Pescara: due imprenditori nei guai e maxi sequestro milionario. Coinvolto storico marchio pescarese di gelati

I finanzieri del Nucleo di Polizia Economico-Finanziaria di Pescara, su disposizione della Procura della Repubblica, hanno eseguito una misura cautelare interdittiva nei confronti di due imprenditori, con divieto di esercitare cariche societarie, e hanno dato esecuzione a un sequestro preventivo di beni per un valore
complessivo di circa 1,5 milioni di euro

Le indagini, delegate dalla Procura della Repubblica di Pescara, hanno preso avvio dalla liquidazione giudiziale
di due società operanti nei settori della vendita online e del trasporto merci su strada.
Gli accertamenti hanno ricostruito un’operazione societaria articolata in una fusione per incorporazione,
attraverso la quale una società ha acquisito il patrimonio dell’altra, costituito da mezzi pesanti, rimorchi e
ulteriori asset, tra cui uno storico marchio di gelati pescarese. Tale patrimonio è stato successivamente distratto,
senza corrispettivo, a favore di una terza società attiva nel settore della logistica e dell’automazione, poco prima
dell’apertura della relativa liquidazione giudiziale.
L’operazione ha consentito, da un lato, di sottrarre attivo alla procedura concorsuale e, dall’altro, di eludere le
procedure di riscossione da parte dell’Amministrazione finanziaria, a fronte di un rilevante debito tributario
accumulato dalle società coinvolte.
All’esito delle attività investigative, sono state contestate, a vario titolo, ipotesi di bancarotta fraudolenta
patrimoniale e documentale, nonché di sottrazione fraudolenta al pagamento delle imposte nei confronti degli
amministratori delle società interessate.
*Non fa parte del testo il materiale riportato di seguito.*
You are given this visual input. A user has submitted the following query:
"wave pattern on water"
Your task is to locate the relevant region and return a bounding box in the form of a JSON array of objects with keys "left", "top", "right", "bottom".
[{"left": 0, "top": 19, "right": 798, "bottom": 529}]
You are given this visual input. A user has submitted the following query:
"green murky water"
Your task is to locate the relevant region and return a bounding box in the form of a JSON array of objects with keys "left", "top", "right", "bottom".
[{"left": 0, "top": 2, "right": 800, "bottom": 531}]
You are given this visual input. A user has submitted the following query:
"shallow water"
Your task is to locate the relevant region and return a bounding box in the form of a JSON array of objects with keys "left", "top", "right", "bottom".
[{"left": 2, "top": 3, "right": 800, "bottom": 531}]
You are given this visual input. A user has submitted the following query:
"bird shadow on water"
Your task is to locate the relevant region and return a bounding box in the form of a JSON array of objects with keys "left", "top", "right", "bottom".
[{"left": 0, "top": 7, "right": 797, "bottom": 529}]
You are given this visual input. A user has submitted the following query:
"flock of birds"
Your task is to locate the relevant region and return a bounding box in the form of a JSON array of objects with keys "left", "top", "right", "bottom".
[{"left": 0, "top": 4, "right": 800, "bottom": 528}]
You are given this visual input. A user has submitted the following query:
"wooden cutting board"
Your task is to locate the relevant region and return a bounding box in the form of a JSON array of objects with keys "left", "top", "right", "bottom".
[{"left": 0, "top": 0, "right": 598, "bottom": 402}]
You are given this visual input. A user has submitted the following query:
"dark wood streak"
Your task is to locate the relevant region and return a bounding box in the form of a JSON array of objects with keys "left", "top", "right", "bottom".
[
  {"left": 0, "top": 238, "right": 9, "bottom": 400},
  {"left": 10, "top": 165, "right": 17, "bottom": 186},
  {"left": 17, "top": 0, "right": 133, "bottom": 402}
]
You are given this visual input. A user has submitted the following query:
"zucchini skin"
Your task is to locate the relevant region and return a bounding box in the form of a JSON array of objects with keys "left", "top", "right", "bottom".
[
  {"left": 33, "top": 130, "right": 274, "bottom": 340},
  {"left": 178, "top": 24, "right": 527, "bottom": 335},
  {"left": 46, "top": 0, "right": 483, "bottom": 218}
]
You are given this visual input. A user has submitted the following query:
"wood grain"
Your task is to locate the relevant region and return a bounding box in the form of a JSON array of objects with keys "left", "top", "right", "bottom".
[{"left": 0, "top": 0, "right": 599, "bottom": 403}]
Sulla base degli elementi raccolti, il G.I.P. del Tribunale di Pescara, condividendo le richieste della Procura, ha
disposto – a seguito di interrogatorio preventivo – la misura cautelare interdittiva del divieto di contrarre con la
Pubblica Amministrazione e di esercitare cariche imprenditoriali nei confronti dei due amministratori succedutisi
nel tempo, nonché il sequestro preventivo di disponibilità finanziarie, beni immobili, veicoli, quote societarie e
del citato marchio.
L’operazione si è inserita nel più ampio impegno della Guardia di Finanza nel contrasto alla criminalità
economico-finanziaria, a tutela della legalità e della concorrenza nel mercato.